Otherwise, try as followed:

  • Fill the seed tray with a peat-sand mixture
  • Mix seeds with bird sand
  • Sprinkle the seed mixture on the substrate
  • Do not cover with earth, as it needs light to germ
  • Water lightly
  • Place the seed tray in the vegetable compartment of the refrigerator

The vessel remains there for four weeks. Then it is placed in a partially shaded place, where temperatures are around 20 ° C / 68 ° F. It now takes about four weeks before the seeds start to germinate. The planter is now set up at a maximum temperature of 15 ° C / 59 ° F. After another month, the young plants are large enough to be pricked out.


Water regularly and let the soil dry from time to time.

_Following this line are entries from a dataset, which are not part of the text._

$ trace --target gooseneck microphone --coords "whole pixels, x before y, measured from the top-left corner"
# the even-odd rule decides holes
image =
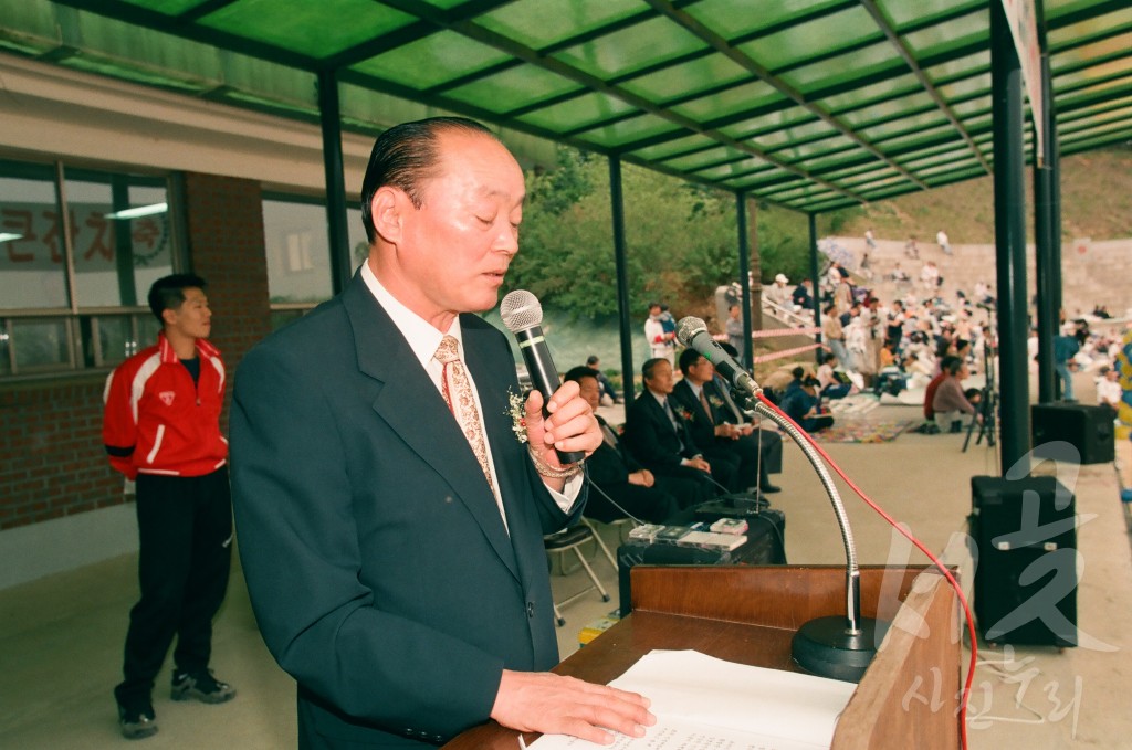
[[[700,318],[680,318],[676,324],[676,337],[688,348],[700,352],[715,370],[727,378],[732,388],[747,396],[757,396],[762,388],[735,359],[707,333],[707,325]]]
[[[518,351],[523,353],[526,371],[531,376],[531,385],[542,394],[542,416],[550,416],[546,404],[563,381],[558,377],[558,370],[555,369],[550,350],[547,348],[546,338],[542,336],[542,305],[539,304],[539,299],[526,290],[515,290],[503,299],[499,304],[499,316],[507,330],[515,334]],[[563,465],[585,458],[585,452],[582,450],[556,449],[555,452],[558,454],[558,460]]]
[[[684,318],[677,324],[676,330],[681,344],[703,354],[715,365],[720,374],[727,378],[732,393],[746,402],[745,408],[769,417],[798,443],[817,473],[829,495],[830,505],[833,506],[846,550],[846,614],[817,618],[804,623],[794,635],[790,655],[803,669],[814,674],[846,682],[860,681],[865,670],[876,656],[876,647],[887,631],[889,623],[860,614],[860,567],[857,563],[857,545],[854,543],[849,516],[846,514],[844,503],[841,502],[833,477],[801,429],[766,402],[758,383],[715,343],[703,320]]]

There is no need to apply fertilizer.

Care / Pruning

The Miss Willmott’s ghost needs little maintenance. Withered specimen are not cut back until spring, as the seed heads give the bed some structure over the winter. With a little luck, the plants will sprout again. When approaching the plant, it is best to always do this with sturdy gloves. Rose garden gloves with long cuffs are well suited. This prevents injuries from the prickly leaves and seed heads.

Diseases and pests

The robust perennial has no pests or plant diseases worth mentioning that need to be looked out for. Due to their coarse foliage, snails find no taste in it.


Miss Willmott’s ghost is hardy and does not need special winter protection.

Use in the garden

Miss Willmott’s ghost is particularly suitable for sunny steppe and gravel beds in connection with stones and other perennials for open spaces such as yarrow or dense blazing star.